The result of these earthly events and others was the Diaspora, the scattering of the Jewish people from the Promised Land. But the disappearance of ancient Israel was not just the product of stronger neighbors and an expanding Roman empire. It was – as Rabbi Weiss reminded me – the very will of God, prophesied by Moses as the people of Israel prepared to enter the land of Israel:

See, I set before you today life and prosperity, death and destruction. For I command you today to love the LORD your God, to walk in his ways, and to keep his commands, decrees and laws; then you will live and increase, and the LORD your God will bless you in the land you are entering to possess. But if your heart turns away and you are not obedient, and if you are drawn away to bow down to other gods and worship them, I declare to you this day that you will certainly be destroyed. You will not live long in the land you are crossing the Jordan to enter and possess. This day I call heaven and earth as witnesses against you that I have set before you life and death, blessings and curses. Now choose life, so that you and your children may live and that you may love the LORD your God, listen to his voice, and hold fast to him. For the LORD is your life, and he will give you many years in the land he swore to give to your fathers, Abraham, Isaac and Jacob. (Deuteronomy 30:15-20, emphasis added)

Conquest and Diaspora, the beginning and the end of ancient Israel – the Scriptures reveal the history and meaning of these events to Jews and Christians alike. Rabbi Weiss and I would probably disagree on what a new Israel will look like, but I think we agree that its construction will not be the work of human hands obedient to human will. What God has given and taken away can be restored only by God.
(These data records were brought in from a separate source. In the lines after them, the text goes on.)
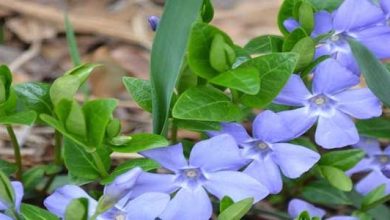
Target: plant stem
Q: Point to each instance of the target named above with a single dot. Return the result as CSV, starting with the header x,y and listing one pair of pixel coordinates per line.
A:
x,y
99,163
18,157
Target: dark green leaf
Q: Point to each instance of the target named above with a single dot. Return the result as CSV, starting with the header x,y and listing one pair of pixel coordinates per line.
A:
x,y
77,209
237,210
321,192
265,44
275,70
245,79
202,36
376,127
141,92
145,164
375,73
169,49
30,212
337,178
205,104
342,159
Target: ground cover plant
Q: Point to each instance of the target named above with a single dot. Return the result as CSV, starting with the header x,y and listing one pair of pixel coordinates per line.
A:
x,y
292,126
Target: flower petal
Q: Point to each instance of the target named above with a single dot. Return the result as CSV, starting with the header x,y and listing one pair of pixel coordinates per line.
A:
x,y
359,103
148,206
189,205
298,120
236,130
217,153
146,182
294,160
297,206
353,16
372,181
266,172
294,93
57,202
336,131
122,184
19,193
236,185
170,157
270,127
331,77
323,23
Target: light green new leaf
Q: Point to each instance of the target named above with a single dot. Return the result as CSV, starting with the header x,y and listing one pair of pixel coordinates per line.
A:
x,y
237,210
205,104
140,90
245,79
169,49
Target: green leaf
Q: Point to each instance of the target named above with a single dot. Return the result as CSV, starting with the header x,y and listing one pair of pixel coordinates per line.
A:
x,y
30,212
21,118
342,159
169,49
34,96
141,142
375,73
98,114
226,201
7,193
306,50
66,86
265,44
140,90
322,193
245,79
376,127
145,164
207,11
81,164
7,168
205,104
237,210
77,209
201,39
275,70
32,177
373,196
337,178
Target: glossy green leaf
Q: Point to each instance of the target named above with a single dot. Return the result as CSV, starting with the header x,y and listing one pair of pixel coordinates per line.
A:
x,y
66,86
275,70
376,127
7,168
21,118
342,159
202,36
77,209
81,164
322,193
141,142
375,73
265,44
141,92
237,210
30,212
245,79
205,104
34,96
98,114
169,49
337,178
226,201
143,163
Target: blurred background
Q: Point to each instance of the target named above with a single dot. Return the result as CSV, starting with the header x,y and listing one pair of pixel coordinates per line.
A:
x,y
111,32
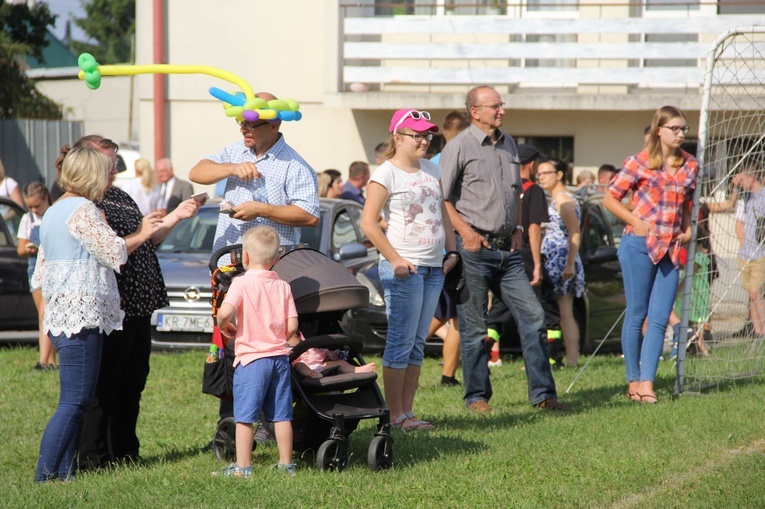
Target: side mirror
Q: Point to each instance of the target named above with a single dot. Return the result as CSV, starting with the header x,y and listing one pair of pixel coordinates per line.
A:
x,y
603,254
350,251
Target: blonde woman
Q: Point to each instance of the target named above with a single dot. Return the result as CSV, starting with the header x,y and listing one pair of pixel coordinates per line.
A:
x,y
78,255
9,188
144,189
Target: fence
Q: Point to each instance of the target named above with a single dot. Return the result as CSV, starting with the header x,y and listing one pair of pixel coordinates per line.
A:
x,y
723,301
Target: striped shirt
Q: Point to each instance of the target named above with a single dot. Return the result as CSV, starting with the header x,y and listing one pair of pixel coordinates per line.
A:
x,y
483,180
658,199
286,180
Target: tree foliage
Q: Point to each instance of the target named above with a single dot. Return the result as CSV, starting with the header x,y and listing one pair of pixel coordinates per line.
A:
x,y
111,23
22,32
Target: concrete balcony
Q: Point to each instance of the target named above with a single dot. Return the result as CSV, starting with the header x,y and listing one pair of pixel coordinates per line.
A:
x,y
568,56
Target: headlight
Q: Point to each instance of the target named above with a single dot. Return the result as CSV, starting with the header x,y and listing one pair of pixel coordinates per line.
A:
x,y
375,298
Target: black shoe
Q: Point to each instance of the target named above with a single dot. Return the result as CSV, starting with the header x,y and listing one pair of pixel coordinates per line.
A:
x,y
746,331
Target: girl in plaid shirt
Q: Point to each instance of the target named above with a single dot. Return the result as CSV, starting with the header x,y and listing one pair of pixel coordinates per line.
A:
x,y
662,178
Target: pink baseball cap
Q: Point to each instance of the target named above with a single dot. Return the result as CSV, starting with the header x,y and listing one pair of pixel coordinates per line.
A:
x,y
413,119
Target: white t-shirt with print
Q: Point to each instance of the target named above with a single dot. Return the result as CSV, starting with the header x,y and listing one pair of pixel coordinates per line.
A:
x,y
413,212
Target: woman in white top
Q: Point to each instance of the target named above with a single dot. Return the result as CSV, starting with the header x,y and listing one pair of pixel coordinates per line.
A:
x,y
9,188
406,189
37,200
75,269
144,189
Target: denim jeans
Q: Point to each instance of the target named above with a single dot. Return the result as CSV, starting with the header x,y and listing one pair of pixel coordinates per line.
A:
x,y
503,273
650,290
410,304
79,359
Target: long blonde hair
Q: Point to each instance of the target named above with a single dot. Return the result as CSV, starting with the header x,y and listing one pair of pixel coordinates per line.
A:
x,y
653,147
144,170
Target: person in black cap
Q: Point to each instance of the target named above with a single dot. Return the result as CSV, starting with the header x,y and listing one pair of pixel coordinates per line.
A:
x,y
533,214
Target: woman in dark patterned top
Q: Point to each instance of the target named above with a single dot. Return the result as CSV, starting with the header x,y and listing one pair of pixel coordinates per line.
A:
x,y
109,432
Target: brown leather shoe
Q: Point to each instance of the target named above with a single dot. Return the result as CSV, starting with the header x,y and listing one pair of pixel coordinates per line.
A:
x,y
553,405
479,406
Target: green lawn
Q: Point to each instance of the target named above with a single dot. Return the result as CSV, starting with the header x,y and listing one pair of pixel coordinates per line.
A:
x,y
694,451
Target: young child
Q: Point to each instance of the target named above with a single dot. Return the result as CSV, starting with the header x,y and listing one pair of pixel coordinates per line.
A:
x,y
265,319
314,361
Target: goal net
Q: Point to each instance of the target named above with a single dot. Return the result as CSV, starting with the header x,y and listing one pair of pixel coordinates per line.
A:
x,y
723,304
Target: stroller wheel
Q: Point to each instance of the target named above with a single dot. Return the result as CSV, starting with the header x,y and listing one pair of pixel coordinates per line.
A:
x,y
380,456
332,455
224,441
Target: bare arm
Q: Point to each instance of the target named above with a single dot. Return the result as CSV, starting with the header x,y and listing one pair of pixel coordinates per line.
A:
x,y
535,243
567,212
640,227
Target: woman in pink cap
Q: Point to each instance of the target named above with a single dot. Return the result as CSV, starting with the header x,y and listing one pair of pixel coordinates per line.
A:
x,y
406,190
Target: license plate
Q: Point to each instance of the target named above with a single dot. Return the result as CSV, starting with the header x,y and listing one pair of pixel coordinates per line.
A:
x,y
185,323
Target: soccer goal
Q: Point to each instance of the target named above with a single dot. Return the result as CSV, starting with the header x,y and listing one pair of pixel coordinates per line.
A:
x,y
723,308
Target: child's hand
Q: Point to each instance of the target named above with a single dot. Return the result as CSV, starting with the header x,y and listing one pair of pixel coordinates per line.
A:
x,y
229,330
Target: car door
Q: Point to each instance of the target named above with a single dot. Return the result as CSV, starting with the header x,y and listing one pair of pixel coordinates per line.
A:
x,y
17,309
603,275
348,244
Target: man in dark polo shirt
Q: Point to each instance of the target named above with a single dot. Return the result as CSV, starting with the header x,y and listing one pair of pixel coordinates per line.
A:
x,y
533,214
482,186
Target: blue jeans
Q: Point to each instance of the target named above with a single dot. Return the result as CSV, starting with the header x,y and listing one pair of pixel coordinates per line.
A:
x,y
79,358
410,304
650,290
503,273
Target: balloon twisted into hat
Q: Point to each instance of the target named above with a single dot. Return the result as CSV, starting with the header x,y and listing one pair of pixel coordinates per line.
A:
x,y
240,105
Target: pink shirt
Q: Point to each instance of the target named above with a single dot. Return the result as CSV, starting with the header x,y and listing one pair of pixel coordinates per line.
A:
x,y
263,305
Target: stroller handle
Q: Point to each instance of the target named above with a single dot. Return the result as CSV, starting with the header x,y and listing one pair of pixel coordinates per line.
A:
x,y
224,251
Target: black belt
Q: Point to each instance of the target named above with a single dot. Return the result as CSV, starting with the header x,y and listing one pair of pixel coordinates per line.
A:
x,y
498,240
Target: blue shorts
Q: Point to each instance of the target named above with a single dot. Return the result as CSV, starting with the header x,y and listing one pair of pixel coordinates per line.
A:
x,y
263,384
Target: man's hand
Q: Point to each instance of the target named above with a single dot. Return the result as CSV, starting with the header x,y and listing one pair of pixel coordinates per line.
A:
x,y
245,171
536,275
473,241
247,211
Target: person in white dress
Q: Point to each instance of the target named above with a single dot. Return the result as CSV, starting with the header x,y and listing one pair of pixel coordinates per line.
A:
x,y
78,255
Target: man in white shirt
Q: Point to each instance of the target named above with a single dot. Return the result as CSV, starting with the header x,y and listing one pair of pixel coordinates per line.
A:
x,y
172,190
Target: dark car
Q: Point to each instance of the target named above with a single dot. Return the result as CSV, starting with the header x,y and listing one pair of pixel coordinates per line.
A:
x,y
602,305
596,312
17,309
185,254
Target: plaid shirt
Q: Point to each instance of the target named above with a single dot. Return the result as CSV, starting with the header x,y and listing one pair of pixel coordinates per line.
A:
x,y
658,198
288,181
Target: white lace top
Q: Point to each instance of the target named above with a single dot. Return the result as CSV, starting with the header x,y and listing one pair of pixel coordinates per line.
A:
x,y
75,269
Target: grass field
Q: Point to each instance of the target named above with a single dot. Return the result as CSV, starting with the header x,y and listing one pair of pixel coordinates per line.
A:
x,y
690,452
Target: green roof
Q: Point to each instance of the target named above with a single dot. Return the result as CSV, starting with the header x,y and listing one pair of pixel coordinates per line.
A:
x,y
55,54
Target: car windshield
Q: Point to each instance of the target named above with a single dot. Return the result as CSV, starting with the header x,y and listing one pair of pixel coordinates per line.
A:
x,y
195,235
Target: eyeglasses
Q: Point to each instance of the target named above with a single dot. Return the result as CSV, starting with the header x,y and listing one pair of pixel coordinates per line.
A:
x,y
416,115
495,106
677,128
249,126
418,137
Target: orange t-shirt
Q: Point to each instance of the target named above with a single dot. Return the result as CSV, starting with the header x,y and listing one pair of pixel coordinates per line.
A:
x,y
263,305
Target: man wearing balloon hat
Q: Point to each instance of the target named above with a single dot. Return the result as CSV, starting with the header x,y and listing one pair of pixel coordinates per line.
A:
x,y
267,183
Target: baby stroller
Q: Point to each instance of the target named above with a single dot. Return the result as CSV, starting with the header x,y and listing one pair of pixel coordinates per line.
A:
x,y
326,410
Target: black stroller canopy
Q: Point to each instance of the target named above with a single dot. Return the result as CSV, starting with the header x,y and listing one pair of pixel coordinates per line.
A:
x,y
320,284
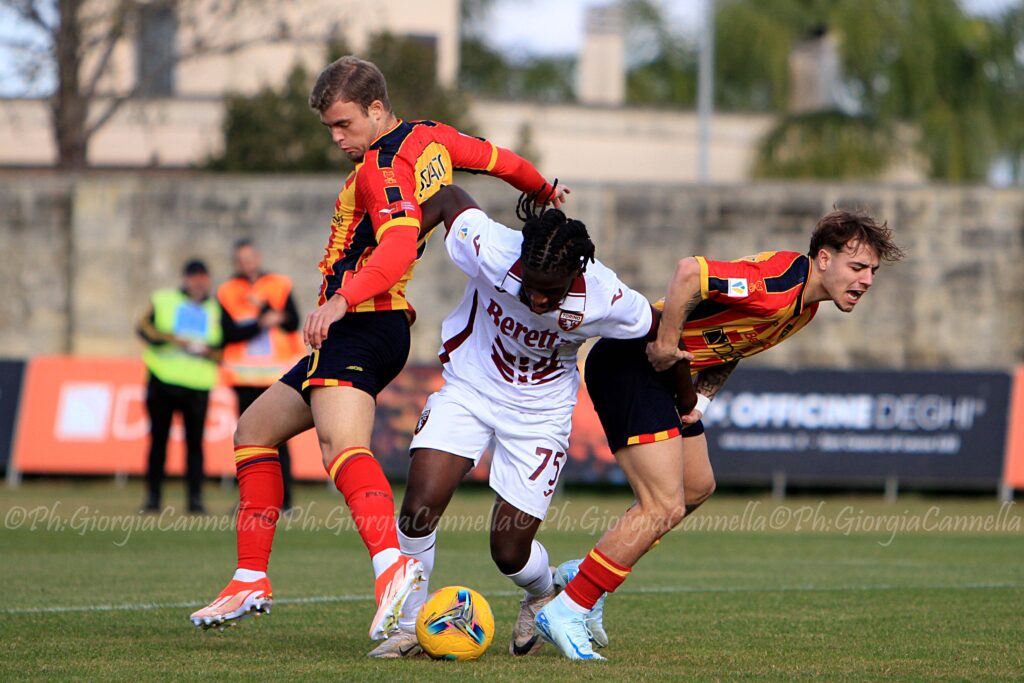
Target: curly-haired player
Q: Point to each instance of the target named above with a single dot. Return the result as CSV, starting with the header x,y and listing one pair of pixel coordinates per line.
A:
x,y
509,355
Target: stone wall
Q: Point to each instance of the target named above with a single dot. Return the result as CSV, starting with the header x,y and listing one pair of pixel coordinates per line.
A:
x,y
81,255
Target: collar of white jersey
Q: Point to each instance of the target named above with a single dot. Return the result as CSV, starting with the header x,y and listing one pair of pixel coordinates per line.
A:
x,y
576,300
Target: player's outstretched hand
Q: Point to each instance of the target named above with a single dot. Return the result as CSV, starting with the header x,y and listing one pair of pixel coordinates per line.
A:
x,y
320,321
664,356
561,197
691,417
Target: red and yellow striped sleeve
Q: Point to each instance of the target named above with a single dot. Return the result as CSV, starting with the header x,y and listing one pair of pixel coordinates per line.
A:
x,y
475,154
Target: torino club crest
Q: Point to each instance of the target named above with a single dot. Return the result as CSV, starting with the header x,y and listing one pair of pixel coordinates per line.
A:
x,y
568,321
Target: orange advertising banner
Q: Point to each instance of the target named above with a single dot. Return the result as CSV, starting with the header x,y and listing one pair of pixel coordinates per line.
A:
x,y
87,416
1014,473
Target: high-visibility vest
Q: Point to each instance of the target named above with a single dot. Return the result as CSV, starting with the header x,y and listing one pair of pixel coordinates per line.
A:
x,y
262,359
175,313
I am not presuming to judge a theological debate among Jews. The Talmud is a mystery to me. No doubt there are different Jewish theological perspectives that run counter to that expressed by Rabbi Weiss. But his comments lifted my own doubts about the Biblical (not political) legitimacy of the modern state of Israel out of the realm of theology and into the realm of current world events. Viewing these events – past and current – as a Christian, his observations ring true to me. And they raise uncomfortable questions about a faithful Christian response to the ongoing violence in the Holy Land.

No, I am not in any way defending the Arab states’ unwavering hatred of the modern state of Israel. Iranian President Ahmadinejad is still a raging lunatic. There is no justification for suicide bombers or any other brand of terrorism. Contemporary Islamic fascism is easily the equal of the last century’s German fascism. The people of Israel deserve the opportunity to live in peace and security. So do Palestinians who renounce the terrorist tactics of the government they chose.

I don’t believe that Islam’s war against Jews is God’s will. But I do know that it’s not a good idea to mess with God. He alone will choose the time and means for the restoration of his nation of Israel. I question whether God chose the U.N. in 1948 to do the job. David Ben-Gurion certainly didn’t look much like the humble servants God had chosen in the past – the fugitive shepherd Moses or the Persian cup-bearer Nehemiah, for example. And, so far, the fruits don’t look the same either.

I have no answers, no suggestions to the world’s leaders. All I have – thanks to Rabbi Weiss – is a new-found conviction that I need to view the Mideast conflict in a new way and seek God’s will as I do so.